Well in this case the OP decided NOT to take on the mental load of that (Good for her) and her husband responded by calling her selfish etc.

Yes if he was working late and I noticed there wasn’t enough lasagne for him I would take a fraction of a second to assess if there was something else in the fridge. And if not, I would mention it when we swap texts about him setting off for home. This is because I am a normal person in a loving relationship and I don’t get stressed because my husband eats something without my permission. Honestly the over reactions on here are unbelievable.

Mental load ffs. 🤣 Can you not do anything nice for anyone!

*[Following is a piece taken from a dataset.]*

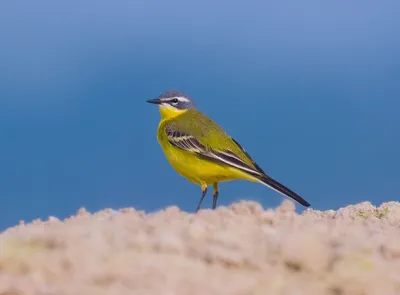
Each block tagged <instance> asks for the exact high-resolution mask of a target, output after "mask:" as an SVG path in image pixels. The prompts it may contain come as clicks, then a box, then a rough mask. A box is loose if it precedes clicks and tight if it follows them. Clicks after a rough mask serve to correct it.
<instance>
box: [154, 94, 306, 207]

NorthStarRising · 22/03/2023 07:50

Well, as the Male Viewpoint is worth 200% of the female, I asked both adult men in my family what they thought.
As they are both on the spectrum, and therefore powered by logic rather than sentimentality and stereotyping, they thought what the OP did was logical and her OH had his portion as Second Dinner. So he should have planned what he was going to have instead when he came home, and sorted it. HTH

MaryBeardsShoes · 22/03/2023 07:56

But he ALREADY KNEW he’d eaten his portion of lasagne!!! She didn’t have to tell him that!